The commission is a response to the changing nature of public spaces during the COVID-19 pandemic, and has grown out of Beale’s engagement with the library, and a series of workshops with young people from Brent Youth Parliament, exploring their experiences of lockdown and hopes for the world as it reopens.
SELF–CONSCIOUS is an artwork by Griffiths at Cricklewood Library. Conceived as a parallel lending library of selected books paired with sculptures, the work explores the potential and limitations of the unreliable narrator. ‘We are told that there is a tall wooden cupboard in Cricklewood Library, standing somewhat incongruous’ the artist writes. ‘This holds nine books and nine boxed, and therefore hidden, sculptures. We are told when loaning one of these books a bespoke sculpture will be loaned for the same period, to be taken home.
We are told that at the end of the loan period, the sculpture and book must be placed back in the box and returned to the tall wooden cupboard, still standing somewhat incongruous.’
Both works explore the context of the library as being more than a collection of books.

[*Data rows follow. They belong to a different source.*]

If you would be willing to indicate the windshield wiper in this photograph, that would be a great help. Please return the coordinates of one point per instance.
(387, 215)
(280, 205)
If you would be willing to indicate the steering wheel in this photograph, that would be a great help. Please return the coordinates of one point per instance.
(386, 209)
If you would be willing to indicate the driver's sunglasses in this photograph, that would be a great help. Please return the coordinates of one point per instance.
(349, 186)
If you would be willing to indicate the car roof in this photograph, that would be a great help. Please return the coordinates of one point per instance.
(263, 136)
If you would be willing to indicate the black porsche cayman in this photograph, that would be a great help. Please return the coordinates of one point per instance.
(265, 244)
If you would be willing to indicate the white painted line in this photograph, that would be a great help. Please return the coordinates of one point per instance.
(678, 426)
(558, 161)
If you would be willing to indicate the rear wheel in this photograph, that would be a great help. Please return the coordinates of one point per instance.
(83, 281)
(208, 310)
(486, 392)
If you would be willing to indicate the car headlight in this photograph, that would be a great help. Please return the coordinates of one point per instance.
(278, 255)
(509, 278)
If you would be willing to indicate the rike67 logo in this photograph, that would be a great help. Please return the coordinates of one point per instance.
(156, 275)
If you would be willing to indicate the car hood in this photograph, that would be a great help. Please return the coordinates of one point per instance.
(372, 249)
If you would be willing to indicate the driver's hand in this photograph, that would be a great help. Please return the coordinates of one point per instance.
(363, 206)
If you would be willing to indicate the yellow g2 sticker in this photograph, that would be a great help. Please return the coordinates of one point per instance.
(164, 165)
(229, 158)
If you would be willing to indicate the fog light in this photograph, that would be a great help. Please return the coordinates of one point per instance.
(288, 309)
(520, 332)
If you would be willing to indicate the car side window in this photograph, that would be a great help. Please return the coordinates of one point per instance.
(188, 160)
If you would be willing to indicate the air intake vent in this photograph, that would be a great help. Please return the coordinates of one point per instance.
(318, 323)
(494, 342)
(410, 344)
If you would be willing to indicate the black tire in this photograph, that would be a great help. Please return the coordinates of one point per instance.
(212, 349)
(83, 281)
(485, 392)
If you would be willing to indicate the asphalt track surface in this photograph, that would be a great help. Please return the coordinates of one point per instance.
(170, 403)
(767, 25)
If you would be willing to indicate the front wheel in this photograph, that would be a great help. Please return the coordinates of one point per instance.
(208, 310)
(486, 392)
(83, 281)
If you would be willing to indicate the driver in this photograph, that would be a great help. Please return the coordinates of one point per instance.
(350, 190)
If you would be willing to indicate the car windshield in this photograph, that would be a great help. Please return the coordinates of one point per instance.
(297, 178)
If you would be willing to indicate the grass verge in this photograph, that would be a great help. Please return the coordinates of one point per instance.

This event will discuss the contemporary role these services have in our society, the politics they represent and the threats they face.
The discussion takes place over Zoom on Tuesday 27 October at 6.30pm. Please RSVP. It will be moderated by ArtReview editor-at-large Oliver Basciano.
Ruth Beale is a London-based artist who works collectively and collaboratively, exploring the way culture, governance and social discourse create society. Her practice includes drawing, performance and installations, as well as socially-engaged processes. Libraries have been a particular interest, as litmus paper for attitudes to education and public services. Recent projects include The Free and the Unfree, a two-year commission with Mansions of the Future, Lincoln, and a Fungus Press public realm poster commission with Turf Projects, Croydon. Ruth also works collaboratively with Amy Feneck as The Alternative School of Economics. Current projects include True Currency: About Feminist Economics, a podcast series commissioned by Gasworks, London and The End of the Present, a residency with Arts Catalyst, London and Sheffield.
Brian Griffiths is an artist that lives and works in London and Colchester. Since graduating from Goldsmiths College in the late 1990s he has been making sculptures and object installations full of over-blown theatricality and pathos. He says he ‘thinks with things – self and stuff are always mixed up.’ Recent solo exhibitions include: Taking Sides at Galeria Luisa Strina in São Paulo (2019); No No to Knock-Knocks at Blain Southern in London (2018); Bill Murray: A story of distance, size and sincerity at BALTIC Centre for Contemporary Art in Gateshead (2016); Borrowed World, Borrowed Eyes at Tramway in Glasgow (2013). He is a senior lecturer at the Royal Academy Schools in London.